1. electronic voting is clearly more expensive than pencil and paper. look at all the costs. stop being disingenuous
2. the point is, whatever subset of exploits that ocr introduces, are exploits native to electronic voting. how can you argue for a system by pointing out its failures?
intellectual property law is philosophically incoherent. it is your moral duty to ignore it or sabotage it
One of the most important parts of voting is that the electorate believes that the result is true and fair. We had elections in Zaire (now the Democratic Republic of Congo) where the president-for-life regularly got 98% of the vote. Do you trust those results?
I am a Java software developer, I'm sure I know more about computer hardware and software than 70% of the US population, but I would find it very difficult to tell you with any confidence whether a voting machine that you set in front of me was going to count the votes accurately. Even if the voting code was open-source, are you sure you could spot a hidden back door in some gnarly C code? Instead, I have to depend on a small handful of researchers to verify the machines, or have the states do it with varying levels of competence.

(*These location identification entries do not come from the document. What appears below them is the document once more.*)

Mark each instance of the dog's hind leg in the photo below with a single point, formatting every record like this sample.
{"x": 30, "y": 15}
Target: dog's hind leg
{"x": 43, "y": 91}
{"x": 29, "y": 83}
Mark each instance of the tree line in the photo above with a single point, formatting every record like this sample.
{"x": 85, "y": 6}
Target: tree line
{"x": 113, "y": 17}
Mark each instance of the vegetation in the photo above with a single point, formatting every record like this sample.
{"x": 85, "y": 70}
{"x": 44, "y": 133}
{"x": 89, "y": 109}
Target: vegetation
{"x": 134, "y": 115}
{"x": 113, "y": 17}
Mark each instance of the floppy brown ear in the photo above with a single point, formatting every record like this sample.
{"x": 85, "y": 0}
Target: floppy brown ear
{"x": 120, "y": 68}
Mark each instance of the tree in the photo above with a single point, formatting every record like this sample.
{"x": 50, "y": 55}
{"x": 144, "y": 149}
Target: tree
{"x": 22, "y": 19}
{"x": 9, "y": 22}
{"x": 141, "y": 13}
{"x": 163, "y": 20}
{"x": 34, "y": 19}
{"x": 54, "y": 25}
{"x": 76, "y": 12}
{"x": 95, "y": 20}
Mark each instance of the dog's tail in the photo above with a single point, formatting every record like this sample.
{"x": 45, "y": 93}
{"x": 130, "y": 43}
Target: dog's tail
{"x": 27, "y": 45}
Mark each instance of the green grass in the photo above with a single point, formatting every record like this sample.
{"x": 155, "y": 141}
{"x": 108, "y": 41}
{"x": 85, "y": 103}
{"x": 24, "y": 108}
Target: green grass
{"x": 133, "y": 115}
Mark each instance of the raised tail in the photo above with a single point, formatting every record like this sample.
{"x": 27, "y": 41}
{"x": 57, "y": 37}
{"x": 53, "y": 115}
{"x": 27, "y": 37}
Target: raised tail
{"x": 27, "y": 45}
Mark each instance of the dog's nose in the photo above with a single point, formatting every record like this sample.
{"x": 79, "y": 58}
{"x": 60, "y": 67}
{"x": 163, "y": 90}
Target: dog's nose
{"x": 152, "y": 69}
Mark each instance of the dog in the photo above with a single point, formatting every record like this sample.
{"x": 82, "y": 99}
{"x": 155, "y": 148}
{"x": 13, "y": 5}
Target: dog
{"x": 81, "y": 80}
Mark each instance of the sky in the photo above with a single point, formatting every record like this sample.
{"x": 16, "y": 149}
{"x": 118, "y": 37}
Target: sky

On the other hand, my grandmother can sit at a card table and watch people count votes, and see if they're cheating or not. Doesn't that make more sense? Everyone is supposed to have the right to vote, shouldn't everybody be able to understand the process?
Vote by mail does not protect identity as well and has many more attack vectors for privacy.
Mailed votes here are not even counted unless the margin is close enough to trigger it (which is reasonable; but you don't feel like your voted counted.)
Mailed votes HAVE been lost; as well as turned up with discrepancies that draws their validity into question.
Far less important things are justified for national holidays. Voting is most important.
Actually, a Voting WEEK would be a far better alternative. Can't get people to volunteer? Well, then democracy doesn't matter enough to them and despotism is around the corner.